I'm a fairly new skier and am looking to purchase a set of skis with your help. I having recently come back from a trip to a nearby mountain where I confirmed that I really do enjoy skiing tremendously, and my instructor is very happy with the progress that I've made. He and I would both like me to get in as much practice as I can before the year ends so I can solidify what we worked on and continue to progress. I spent a great deal of time roller-blading in my childhood and early teenage years, which helped me pick up skiing. I have also been fortunate to have taken 5 private lessons with a truly wonderful instructor so far in my short skiing career. I am planning on visiting Heino's Bootfitting in Pequannock NJ to be properly fitted for boots. Now that I've taken care of investing in proper boots and lessons (which I will continue in the future), I felt I should invest in my first set of skis, and would appreciate any suggestions and advice you all could offer.
Where in the world are you skiing?
The northeast almost exclusively for some time. This is my second year skiing, and I have only gone to the Catskills, and expect this to continue for the foreseeable future. I am located in NYC, and am hoping to make a few day trips on weekends to the smaller mountains that are nearby (e.g., Mount Peter, Tuxedo Ridge, Campgaw, Thunder Ridge), and if time permits, trips to the mountains in the Catskills if I get a chance. At most, I might make a several day midweek trip to Killington or Stowe if I am fortunate in March, but my expectation is to be skiing at the small mountains near NYC and Belleayre/Hunter/Wyndham/Butternut (in MA) if I get lucky. Thus, my focus is on acquiring skis that are appropriate for this environment.
I would love to eventually go ski out west in Utah or Wyoming or Colorado or California, and might make a trip as soon as next year with a close friend, but would be happy with renting equipment that is better suited for the snow out west during that trip, and buying equipment that is better suited for northeastern skiing.
What kinds of terrain do you prefer (groomed runs, moguls, race course, park'n'pipe, trees, steeps, backcountry/sidecountry)
I'm really only interested in skiing groomed runs. My day job provides me with more excitement than I would like, and I find my time skiing to be a chance to step back and relax and enjoy the beauty of nature. I'm an extremely cautious person by nature and don't anticipate myself ever having an interest in Park, Trees, Racing, Moguls, or anything outside of official boundaries. If I'm ever able to ski a double black diamond, I will be thrilled, but if I stay on blues or blacks, I won't be disappointed by any stretch.
How many days a year do you ski?
This year I anticipate up to 10 more days of skiing. In a typical year in the future I would like to get 10-20 days annually.

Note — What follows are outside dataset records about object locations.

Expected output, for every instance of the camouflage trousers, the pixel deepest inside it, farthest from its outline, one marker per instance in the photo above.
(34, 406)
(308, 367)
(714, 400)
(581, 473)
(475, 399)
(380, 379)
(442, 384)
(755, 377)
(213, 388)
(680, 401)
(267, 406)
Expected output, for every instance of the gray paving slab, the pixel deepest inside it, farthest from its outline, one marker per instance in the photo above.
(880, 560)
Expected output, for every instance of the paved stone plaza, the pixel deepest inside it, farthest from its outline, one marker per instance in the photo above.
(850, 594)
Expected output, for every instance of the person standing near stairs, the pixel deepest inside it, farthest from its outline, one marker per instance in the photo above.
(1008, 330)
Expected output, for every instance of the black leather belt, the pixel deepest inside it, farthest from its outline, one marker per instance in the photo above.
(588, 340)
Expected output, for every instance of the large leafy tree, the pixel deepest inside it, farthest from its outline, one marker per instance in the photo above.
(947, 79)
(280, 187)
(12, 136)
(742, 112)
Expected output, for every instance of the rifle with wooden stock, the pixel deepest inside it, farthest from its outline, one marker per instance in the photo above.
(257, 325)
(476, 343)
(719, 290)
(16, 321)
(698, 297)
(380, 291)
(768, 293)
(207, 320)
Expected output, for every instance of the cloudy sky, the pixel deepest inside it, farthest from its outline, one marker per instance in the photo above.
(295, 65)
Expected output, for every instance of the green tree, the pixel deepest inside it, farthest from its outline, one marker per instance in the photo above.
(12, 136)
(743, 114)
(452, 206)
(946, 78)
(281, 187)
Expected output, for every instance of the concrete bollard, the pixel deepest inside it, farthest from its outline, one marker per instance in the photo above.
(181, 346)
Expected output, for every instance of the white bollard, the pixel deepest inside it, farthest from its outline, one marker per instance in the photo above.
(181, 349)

I routinely work weekends and holidays right now, but this will change starting next year, which should make it easier to ski more frequently.

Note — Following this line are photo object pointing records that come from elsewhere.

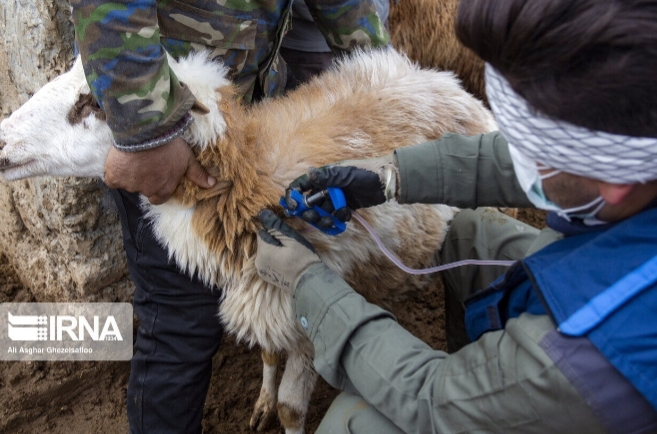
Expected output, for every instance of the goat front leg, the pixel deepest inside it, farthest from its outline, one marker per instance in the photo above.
(266, 403)
(296, 388)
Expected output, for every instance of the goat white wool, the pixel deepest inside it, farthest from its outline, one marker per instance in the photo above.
(613, 158)
(367, 105)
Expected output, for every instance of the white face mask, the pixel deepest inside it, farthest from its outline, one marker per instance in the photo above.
(530, 181)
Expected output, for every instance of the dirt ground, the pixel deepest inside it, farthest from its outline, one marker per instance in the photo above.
(89, 397)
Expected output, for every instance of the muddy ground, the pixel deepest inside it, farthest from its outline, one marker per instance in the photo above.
(89, 397)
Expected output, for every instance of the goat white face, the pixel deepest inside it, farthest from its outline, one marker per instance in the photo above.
(60, 131)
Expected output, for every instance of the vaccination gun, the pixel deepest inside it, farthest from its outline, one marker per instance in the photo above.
(305, 203)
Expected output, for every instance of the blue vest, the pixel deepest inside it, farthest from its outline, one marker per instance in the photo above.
(600, 284)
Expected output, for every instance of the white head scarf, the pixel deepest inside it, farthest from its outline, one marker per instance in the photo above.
(607, 157)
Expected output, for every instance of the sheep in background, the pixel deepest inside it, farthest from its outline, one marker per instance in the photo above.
(367, 105)
(424, 30)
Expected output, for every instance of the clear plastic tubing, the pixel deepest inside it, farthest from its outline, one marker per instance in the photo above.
(444, 267)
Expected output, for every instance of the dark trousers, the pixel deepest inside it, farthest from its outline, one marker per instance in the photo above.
(178, 333)
(179, 330)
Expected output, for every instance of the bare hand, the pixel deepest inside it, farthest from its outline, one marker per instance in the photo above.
(156, 172)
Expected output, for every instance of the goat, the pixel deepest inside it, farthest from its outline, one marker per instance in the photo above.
(424, 30)
(367, 105)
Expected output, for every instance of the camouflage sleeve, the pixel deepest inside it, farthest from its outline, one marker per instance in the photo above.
(127, 70)
(347, 24)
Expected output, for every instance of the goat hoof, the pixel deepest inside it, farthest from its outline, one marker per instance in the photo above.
(262, 415)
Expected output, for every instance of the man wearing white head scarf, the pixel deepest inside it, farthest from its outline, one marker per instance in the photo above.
(565, 340)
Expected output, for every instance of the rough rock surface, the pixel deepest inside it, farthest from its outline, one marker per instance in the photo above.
(62, 236)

How advanced are you as a skier?
Based on http://skiing.about.com/od/downhillskiing/a/abilitylevels.htm, I am a level 6.
Level Six skiers confidently make parallel turns on blue runs but do not ski many advanced trails. Level Six skiers use their poles to time turns. A Level Six skier is interested in learning to ski better on more challenging terrain."
Based on Aspen's website, this describes me best:
"I am skiing mostly parallel in a couple different size and shape turns, I am beginning to use my poles and can hockey stop in both directions", although I do not feel extremely confident with my hockey stops.
Based on Whistler-Blackcomb, I am an intermediate:
"Level 4: Intermediate
Able to ski parallel turns with pole plant. Can ski most blue runs, more advanced blues remain a challenge. Would like to explore more varied terrain"
What's your height and weight?
I am 5'5 (165 cm) and 160 pounds (72.6 kg), which I expect to drop to about 150 pounds (68 kg) gradually.
During my latest trip, I used rental skis from Rossignol, specifically the Rossignol Experience RTL in 150 cm length, with a sidecut of 123-78-112. I enjoyed using them, but regret not trying a longer sized ski. I have done some research on the rest of the Rossignol Experience line and am trying to decide between the Experience 74 (156 or 166 cm), Experience 76 (156 or 166 cm), Experience 78 (166 cm), and Experience 83 (168 cm) (the lengths in parentheses are what Rossignol recommends on their website for my weight). Again, this ski purchase is specifically for northeastern skiing with a focus on leisurely skiing on groomed runs. I would rate myself as Intermediate at present, but would love to advance to Advanced or Expert over time. I would appreciate any specific recommendations regarding these skis, any alternatives, or any general information you wish you had known at this stage in your careers. Thanks a lot!